Creatures in most/all roguelikes I've played are generated like a D&D monster. Their HPs are rolled based on a format for each monster. This game seems to determine monster stats based on YOUR Str/Lvl/HPs. Whats worse is that the levels were not hashed out very well either, so for instance. A bat at first level is easy to beat. But if you gain strength and levels, you'll find a bat suddenly becomes much more difficult to beat. Thus its the first roguelike I've ever played that penalized you for experience.
There are 6 scrolls, 4 potions, 4 rings, 6-10 monsters, piles of food and GP, and mundane weapons/armor. Thats it. Period!
If you know the history of roguelikes, you know that the ASCII graphics were not used because ASCII is cool. They were a necessity because the data structures for player/monsters/items/dungeon level used up so much of the 16k or 32k array memory that you were left with virtually nothing for graphics. Well that and the fact that most of the mainframes the original roguelikes appeared on didn't really support graphics.
So basically the ascii graphics were used because the games for the time were too complex. This is definately not the case with this game. A half dozen monsters. Races, Sexes, and Character classes that are meaningless. No traps. No Doors. No Secret Doors. No special abilities, No special attacks, No special monster attacks or abilities. No ranged weapons. No wands, staffs, weapon modifiers, armor modifiers, shopkeeprs, special rooms. Although one of the scrolls does enchant armor. But that just puts the word enchanted next to your armor. It doesn't actually seem to improve your armor. Get the picture? This game is a roguelike in cosmetics only.
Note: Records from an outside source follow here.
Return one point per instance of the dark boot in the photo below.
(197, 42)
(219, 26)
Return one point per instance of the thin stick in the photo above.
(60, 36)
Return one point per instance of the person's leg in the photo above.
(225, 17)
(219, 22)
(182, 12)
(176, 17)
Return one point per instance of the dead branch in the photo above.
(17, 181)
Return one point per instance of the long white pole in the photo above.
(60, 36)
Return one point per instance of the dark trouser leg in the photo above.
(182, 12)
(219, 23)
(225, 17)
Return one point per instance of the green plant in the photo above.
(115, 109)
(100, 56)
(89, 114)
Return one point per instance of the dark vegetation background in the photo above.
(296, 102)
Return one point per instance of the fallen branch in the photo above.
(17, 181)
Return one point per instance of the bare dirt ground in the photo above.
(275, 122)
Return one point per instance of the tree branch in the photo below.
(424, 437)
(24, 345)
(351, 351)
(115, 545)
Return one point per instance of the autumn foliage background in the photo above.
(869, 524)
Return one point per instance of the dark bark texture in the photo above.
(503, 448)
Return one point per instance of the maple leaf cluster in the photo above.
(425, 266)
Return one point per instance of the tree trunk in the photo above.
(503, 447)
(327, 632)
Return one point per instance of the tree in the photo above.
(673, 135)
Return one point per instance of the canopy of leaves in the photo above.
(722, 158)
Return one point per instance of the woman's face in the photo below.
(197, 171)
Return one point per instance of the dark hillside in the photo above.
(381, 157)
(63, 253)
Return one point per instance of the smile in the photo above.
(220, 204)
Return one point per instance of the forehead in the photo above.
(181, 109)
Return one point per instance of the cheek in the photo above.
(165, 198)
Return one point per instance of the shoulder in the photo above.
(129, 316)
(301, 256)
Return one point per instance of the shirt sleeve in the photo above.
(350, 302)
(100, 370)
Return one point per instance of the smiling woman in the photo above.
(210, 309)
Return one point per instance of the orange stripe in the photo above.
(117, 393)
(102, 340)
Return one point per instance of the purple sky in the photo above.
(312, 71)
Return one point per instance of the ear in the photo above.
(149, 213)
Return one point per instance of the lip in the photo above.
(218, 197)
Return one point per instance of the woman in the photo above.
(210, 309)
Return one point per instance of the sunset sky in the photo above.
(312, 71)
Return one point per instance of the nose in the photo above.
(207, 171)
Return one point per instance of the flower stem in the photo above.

Infact. The character stats besides STR and HP seem to be completely meaningless. There is agility but it doesn't seem to affect combat noticeably. Then again it's hard to tell since as mentioned above raising your Str or HPs works against you.
So what are we left with? A game that attempts to exploit the roguelike genre for quick cash. At least at this point.
That being said I rated it a 4/5, and paid for it. Hopefully the writer will relize that the idea isn't just a quick way of jiving some cash out of roguelike fans, but a genuine underutilized genre that is in desperate need of a GOOD game.